The lawn by the pool whose sole lighting was lunar would have to be the venue. All the elements were in place including his privacy, the full moon, and the light breeze caressing his bareness. He tied his cross-shaped amulet on the yellow candle. He began with silent wail as he lit up the candle on the metal table, designed as a make-shift shrine holding the book, another candle, and a fresh heart of a pig placed on a stainless plate. He then slowly moved around it with a wavy gait. He cried inarticulate sounds of pure emotion while moving around as if in a stupefied dance. He picked up a wooden mallet and hit the fresh pig’s heart with an accompanying loud cry like a shameless scream of supplication. The remaining blood of the animal squirted on his skin. Still in a circular half-random motion around the table, he picked up the yellow candle and lit the red candle and danced.

It has been an hour. His body, matured yet still enviable, continued with alternate back-arching and chest-falling motion, his hands waved as if he had more arms and elbows, his shoulder blade seemed rocked by a soft current while his legs crossed, then stepped, then raised, then lunged carrying his body around the table – all this done with fluidity synchronized to the silent beat of his instinct.
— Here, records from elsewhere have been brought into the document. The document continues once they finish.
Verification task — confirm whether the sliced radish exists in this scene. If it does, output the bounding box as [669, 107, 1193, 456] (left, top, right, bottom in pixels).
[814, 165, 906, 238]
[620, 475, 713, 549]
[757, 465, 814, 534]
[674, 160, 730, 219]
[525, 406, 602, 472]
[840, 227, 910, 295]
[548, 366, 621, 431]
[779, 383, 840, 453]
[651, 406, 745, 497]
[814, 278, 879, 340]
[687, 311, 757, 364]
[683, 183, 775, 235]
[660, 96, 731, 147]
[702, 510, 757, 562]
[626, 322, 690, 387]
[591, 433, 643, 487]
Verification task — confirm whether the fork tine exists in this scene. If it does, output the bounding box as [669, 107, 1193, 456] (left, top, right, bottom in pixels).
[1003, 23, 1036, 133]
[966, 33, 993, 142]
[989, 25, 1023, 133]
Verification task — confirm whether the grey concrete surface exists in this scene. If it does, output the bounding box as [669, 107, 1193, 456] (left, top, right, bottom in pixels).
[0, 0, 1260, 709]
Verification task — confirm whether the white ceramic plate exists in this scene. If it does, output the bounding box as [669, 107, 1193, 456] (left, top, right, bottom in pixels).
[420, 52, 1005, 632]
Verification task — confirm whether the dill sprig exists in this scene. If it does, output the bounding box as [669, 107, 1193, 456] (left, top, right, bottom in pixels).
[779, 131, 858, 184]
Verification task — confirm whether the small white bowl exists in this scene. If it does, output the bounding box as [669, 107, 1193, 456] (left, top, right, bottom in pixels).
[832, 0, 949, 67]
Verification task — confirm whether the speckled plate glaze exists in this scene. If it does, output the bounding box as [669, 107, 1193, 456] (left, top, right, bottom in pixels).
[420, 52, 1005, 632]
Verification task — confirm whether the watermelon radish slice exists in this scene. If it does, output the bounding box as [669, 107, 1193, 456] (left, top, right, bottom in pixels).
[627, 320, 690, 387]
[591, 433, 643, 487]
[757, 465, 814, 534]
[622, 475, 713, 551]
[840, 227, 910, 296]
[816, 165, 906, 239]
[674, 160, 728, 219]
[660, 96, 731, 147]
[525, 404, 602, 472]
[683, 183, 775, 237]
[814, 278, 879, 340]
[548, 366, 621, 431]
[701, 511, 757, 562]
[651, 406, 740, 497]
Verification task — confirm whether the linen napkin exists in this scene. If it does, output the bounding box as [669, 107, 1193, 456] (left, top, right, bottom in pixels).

His body was an instrument to get what he wants – just like when he got Henry’s attention the first time in bar. Christan imagined attracting Henry this time before the latter was irreversibly attracted to the light.

Another hour passed. His body was ready to stop but he wouldn’t let it. His commune with the elements was not done until a decision has been reached – the approval or denial of his request. The light cool wind has dried his sweat even before it formed but he knew it was not enough. He did not show any decline in intent by maintaining the vigor in his continuous motion for at least two hours. His movements were no longer free but forced by his own resolve. The flame of the candles danced with him but not with the same exertion. The date has changed and above, the moon was still and its light seemed dimmer to Christan. His arms moving in a windmill motion gave an afflicting tug on his shoulders which were becoming tensed. A gust blew sending quivers in his weakening joints, blowing out the flame in the yellow candle.

Christan fell to the ground. He saw the red candle still burning. He smiled and closed his eyes. The wish had been sent to the other side.

to be continued...

12 comments:

Herbs D. said...

nice. i like this

:: cb :: said...

"Memorial Sloan-Kettering Cancer Center"

-- ooh social. hehe tinuturo ko to as a famous american institution. hehe nagulat ako nung nakita ko.

wow, i didn't expect the wiccan twist. galing!

wanderingcommuter said...

i miss reading you neil...

gentle said...

at anong kakultuhan ito, ha? :) hehehe. i love it. reminds me of one of clive's short stories in the books of blood.

Niel Camhalla said...

Thanks guys.

@gentle, nag-google pa ako kung ano yun. hehehe.

the geek said...

ewan ko bakit biglang pumasok sa isip ko that he's doing yoga..hehehe

(just got home from a yoga class a while ago..that must be the reason...hehehe)

winur ka talaga, niel...

Niel Camhalla said...

asan premyo ko? asan? hehehe. salamat.

the geek said...

ano ba gusto mong prize? hehehe

Niel Camhalla said...

House and lot pwede? Kung hindi, pwede na siguro ang pangkabuhayan showcase. LOL.

the geek said...

how about a house and lot in one sixth scale? hahaha

Niel Camhalla said...

pwede! Hehehe

katcarneo said...

Aba, may kahiwagaan pala to.....Bilang isang nagmula sa pamilyang may pagka-mangkukulam (sa province lang naman) eh matindi ang interes ko sa kwento na to.